WebMingle: Relational Database Normalization Process

Illogically or inconsistently stored data can cause a number of problems. In a relational database, a logical and efficient design is just as critical. A poorly designed database may provide erroneous information, may be difficult to use, or may even ill to work properly.

Most of these problems are the result of two bad design features called: redundant data and anomalies. Redundant data is unnecessary reoccurring data (repeating groups of data). Anomalies are any occurrence that weakens the integrity of your data due to irregular or inconsistent storage (delete, insert
and update irregularity, that generates the inconsistent data).

Basically, normalisation is the process of efficiently organising data in a database.

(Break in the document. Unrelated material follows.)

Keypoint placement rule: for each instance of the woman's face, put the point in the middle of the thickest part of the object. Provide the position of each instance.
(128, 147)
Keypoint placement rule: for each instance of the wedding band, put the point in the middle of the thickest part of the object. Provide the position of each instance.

There are two main objectives of the normalization process: eliminate redundant data (storing the same data in more than one table) and ensure data dependencies make sense (only storing related data in a table).
Both of these are valuable goals as they reduce the amount of space a database consumes and ensure that data is logically stored.

The process of designing a relational database includes making sure that a table contains only data directly related to the primary key, that each data field contains only one item of data, and that redundant
(duplicated and unnecessary) data is eliminated. The task of a database designer is to structure the data in a way that eliminates unnecessary duplication(s) and provides a rapid search path to all necessary information. This process of specifying and defining tables, keys, columns, and relationships in order
to create an efficient database is called normalization.

Normalisation is part of successful database design.

Without normalisation, database systems can be inaccurate, slow, and inefficient and they might not produce the data you expect.

We use the normalization process to design efficient and functional databases. By normalizing, we store data where it logically and uniquely belongs. The normalization process involves a few steps and each step is called a form. Forms range from the first normal form (1NF) to fifth normal form (5NF). There is also one higher level, called domain key normal form (DK/NF) and BCNF.

When normalising a database you should achieve four goals:

Arranging data into logical groups such that each group describes a small part of the whole
Minimizing the amount of duplicated data stored in a database
Building a database in which you can access and manipulate the data quickly and efficiently without compromising the integrity of the data storage
Organising the data such that, when you modify it, you make the changes in only one place

Normalization is a complex process with many specific rules and different intensity levels. In its full definition, normalization is the process of discarding repeating groups, minimizing redundancy, eliminating composite keys for partial dependency and separating non-key attributes.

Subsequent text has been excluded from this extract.